Super Mario Sunshine
THIS GAME IS THE ****TT!1111 MAIEOR IS CARRYING ARODUHDN TSHS ST00PID WATTER TNAKSN THTEAT SH--TS TEH STUPID WATERT ATHA TEH STUPID FAG0-T PURPELAFD PPL THSI IS THE STU0PIDEST GAJMEA EVURR X-BOX IS 1337 W00T MAIROA IS SUXX0RS DOOD1111 AALLLZ HYS GAMESS SUXX0RS BYU HAOLO FUGGAT1111
Ok, real bad review...
Super Mario Sunshine
With this game, Nintendo officially threw out everything that was Mario. The only real Mario characters here are Mario, Peach, Toad(or something like him), and Yoshi(who has been mutated and deformed beyond recognition). Everyone else looks like the sort of bruised and rotten fruit grocery stores throw out, but in a kind of crappy cell shading.

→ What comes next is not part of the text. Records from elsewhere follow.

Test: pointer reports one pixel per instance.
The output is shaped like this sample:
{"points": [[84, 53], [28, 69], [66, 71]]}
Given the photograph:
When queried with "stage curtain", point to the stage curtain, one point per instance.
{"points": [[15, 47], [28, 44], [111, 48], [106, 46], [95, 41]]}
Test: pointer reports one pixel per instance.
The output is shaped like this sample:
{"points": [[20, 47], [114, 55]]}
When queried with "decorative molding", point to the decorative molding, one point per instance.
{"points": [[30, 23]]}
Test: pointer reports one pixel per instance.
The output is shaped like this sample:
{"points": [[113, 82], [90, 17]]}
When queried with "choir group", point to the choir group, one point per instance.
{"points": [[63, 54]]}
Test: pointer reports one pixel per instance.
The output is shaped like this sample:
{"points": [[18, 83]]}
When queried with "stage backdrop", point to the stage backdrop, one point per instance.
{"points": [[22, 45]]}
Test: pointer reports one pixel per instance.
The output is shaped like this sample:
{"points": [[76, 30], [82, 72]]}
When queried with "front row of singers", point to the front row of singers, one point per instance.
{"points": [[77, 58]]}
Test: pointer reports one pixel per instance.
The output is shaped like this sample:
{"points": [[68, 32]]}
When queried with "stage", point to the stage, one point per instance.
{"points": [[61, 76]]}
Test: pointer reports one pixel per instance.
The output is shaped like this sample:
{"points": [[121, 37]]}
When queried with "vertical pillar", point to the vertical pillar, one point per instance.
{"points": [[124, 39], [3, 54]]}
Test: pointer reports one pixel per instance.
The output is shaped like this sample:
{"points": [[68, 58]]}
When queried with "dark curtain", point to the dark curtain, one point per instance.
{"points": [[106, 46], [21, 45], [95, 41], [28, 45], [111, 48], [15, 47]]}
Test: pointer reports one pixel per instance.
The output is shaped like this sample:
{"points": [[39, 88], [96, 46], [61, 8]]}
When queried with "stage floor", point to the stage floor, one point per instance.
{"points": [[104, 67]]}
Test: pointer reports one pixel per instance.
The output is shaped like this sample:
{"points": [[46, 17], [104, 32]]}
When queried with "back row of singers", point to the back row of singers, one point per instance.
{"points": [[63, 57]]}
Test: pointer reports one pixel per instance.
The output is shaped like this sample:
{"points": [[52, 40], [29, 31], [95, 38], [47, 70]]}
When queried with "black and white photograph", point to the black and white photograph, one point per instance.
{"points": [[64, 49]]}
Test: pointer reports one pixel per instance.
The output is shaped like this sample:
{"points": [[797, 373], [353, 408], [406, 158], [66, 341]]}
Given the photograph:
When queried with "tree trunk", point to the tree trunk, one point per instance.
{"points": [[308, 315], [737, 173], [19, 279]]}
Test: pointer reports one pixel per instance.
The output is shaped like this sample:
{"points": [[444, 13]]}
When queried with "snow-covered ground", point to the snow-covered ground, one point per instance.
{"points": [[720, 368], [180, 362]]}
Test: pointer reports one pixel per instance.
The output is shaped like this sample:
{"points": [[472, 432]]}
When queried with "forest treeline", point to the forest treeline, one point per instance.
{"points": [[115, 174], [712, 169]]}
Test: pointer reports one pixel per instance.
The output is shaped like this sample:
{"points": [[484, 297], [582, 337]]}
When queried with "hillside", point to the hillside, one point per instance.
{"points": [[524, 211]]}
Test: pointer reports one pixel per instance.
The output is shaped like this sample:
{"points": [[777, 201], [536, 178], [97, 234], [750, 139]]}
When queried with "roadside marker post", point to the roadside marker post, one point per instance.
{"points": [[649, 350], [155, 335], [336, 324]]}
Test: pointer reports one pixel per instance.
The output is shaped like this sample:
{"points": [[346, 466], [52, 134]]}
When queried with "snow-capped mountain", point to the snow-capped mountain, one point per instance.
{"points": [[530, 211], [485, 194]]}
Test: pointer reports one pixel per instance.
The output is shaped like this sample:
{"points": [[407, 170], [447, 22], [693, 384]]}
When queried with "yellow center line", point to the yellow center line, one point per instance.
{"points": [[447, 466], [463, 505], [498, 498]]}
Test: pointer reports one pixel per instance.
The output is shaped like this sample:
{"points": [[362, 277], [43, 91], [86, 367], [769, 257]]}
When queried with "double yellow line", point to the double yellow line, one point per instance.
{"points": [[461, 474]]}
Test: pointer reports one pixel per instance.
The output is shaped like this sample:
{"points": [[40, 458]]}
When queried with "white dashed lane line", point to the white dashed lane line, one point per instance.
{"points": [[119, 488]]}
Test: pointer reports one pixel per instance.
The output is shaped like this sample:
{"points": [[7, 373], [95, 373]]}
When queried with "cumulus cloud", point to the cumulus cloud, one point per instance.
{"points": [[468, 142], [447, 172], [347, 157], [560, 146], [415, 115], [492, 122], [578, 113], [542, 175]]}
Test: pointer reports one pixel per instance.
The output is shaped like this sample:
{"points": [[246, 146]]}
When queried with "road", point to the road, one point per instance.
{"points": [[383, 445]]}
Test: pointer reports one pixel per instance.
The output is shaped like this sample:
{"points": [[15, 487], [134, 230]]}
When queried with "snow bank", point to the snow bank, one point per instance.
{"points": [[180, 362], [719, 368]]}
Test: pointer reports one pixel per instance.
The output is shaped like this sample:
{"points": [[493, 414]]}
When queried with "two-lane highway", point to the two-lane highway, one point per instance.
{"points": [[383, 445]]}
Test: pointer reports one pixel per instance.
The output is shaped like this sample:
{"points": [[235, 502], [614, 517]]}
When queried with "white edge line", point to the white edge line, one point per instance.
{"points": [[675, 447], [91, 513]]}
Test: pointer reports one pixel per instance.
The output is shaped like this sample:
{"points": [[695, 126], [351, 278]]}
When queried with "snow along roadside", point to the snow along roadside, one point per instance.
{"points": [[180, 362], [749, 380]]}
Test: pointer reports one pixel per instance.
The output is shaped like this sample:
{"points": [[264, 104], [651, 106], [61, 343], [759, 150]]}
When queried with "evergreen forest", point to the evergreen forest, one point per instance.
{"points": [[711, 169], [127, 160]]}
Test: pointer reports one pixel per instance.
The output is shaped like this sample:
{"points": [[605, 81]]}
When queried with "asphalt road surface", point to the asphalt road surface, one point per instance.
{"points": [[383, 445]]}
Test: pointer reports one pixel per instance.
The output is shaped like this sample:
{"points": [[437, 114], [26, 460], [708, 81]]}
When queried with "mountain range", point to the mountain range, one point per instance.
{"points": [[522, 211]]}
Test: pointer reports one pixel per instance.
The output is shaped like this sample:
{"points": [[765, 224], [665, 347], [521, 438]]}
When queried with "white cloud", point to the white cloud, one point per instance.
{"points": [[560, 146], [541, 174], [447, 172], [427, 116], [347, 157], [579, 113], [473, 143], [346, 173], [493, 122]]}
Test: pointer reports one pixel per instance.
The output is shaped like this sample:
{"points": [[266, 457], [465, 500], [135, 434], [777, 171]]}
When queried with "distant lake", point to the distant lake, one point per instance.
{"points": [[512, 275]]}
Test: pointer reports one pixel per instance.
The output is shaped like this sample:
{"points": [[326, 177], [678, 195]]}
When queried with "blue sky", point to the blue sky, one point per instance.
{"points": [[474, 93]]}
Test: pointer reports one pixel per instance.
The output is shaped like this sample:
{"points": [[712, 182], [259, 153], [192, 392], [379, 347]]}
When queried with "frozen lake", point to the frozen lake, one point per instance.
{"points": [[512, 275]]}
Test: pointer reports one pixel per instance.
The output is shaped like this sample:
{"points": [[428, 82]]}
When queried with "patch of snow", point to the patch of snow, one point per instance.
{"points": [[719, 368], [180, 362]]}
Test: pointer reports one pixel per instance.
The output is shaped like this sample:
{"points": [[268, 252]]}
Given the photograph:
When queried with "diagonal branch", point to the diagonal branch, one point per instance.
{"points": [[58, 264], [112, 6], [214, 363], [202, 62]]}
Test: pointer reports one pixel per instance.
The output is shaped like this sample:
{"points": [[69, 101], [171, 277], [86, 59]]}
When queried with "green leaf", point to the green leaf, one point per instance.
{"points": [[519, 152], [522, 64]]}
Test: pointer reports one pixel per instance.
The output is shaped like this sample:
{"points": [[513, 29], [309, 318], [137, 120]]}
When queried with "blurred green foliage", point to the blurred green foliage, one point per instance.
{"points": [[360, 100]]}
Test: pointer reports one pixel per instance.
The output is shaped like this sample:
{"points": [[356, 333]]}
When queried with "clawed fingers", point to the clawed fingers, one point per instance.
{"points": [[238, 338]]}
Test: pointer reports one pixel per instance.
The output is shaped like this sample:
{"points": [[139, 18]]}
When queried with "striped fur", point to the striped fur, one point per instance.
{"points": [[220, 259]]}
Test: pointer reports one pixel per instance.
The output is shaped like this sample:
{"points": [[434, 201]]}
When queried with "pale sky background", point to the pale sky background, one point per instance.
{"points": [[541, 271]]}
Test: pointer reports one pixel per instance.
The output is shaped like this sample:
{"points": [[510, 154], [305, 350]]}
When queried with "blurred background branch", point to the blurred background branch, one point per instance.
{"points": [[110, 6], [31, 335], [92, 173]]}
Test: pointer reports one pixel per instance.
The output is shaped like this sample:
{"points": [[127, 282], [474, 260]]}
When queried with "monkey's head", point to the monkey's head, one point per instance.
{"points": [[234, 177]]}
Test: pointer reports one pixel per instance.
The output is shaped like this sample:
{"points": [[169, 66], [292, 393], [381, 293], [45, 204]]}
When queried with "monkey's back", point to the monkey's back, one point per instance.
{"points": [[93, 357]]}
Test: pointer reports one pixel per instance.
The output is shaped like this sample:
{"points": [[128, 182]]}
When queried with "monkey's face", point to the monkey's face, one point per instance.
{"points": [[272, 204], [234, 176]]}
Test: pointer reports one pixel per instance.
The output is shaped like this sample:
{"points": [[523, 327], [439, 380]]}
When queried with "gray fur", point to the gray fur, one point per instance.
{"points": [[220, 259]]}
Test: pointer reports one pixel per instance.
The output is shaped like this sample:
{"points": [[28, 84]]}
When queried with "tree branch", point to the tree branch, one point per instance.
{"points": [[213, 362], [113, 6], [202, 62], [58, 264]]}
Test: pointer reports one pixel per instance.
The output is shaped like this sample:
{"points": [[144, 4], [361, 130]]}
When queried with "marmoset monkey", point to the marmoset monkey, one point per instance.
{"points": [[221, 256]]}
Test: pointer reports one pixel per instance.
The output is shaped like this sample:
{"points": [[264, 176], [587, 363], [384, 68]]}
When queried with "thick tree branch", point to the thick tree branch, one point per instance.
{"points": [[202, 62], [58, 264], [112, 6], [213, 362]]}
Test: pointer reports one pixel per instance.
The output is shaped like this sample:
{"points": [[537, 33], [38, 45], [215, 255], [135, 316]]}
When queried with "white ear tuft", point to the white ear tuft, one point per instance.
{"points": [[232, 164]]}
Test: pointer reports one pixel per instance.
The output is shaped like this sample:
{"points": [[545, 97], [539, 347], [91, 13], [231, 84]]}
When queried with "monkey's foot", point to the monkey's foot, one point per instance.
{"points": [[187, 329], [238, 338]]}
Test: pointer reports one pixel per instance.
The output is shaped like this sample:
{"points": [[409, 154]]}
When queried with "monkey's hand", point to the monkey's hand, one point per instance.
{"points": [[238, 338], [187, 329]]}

But, SURELY the PLOT must be good!... nope, sorry my friend. Mario goes to an island for a vacation(forget Dinosaur Land people, this is Delfino Island). There, the stupid bumpkins mistake him for a liquid kind of a Mario impersonater, who barely looks like Mario at all. Now, Mario has to clean up the impersonater's mess with a hose. Are you getting this?? Now Mario's a janitor! I thought he was a plumber, but no, a janitor.
There are all sorts of stupid, nonsensicle plot twists in this game, like the liquid Mario turning out to be someone else, Bowser showing up(and his story doesn't fit in the Mario timeline either) and so on.
And as if the game couldn't get any worse, the camera angle is terrible, Mario is high on helium, the controls are hardly as good as SM64's, and the graphix suck. Trust me, if you want a Mario game for your Gamecube, buy SSB Melee or wait for Super Mario 128.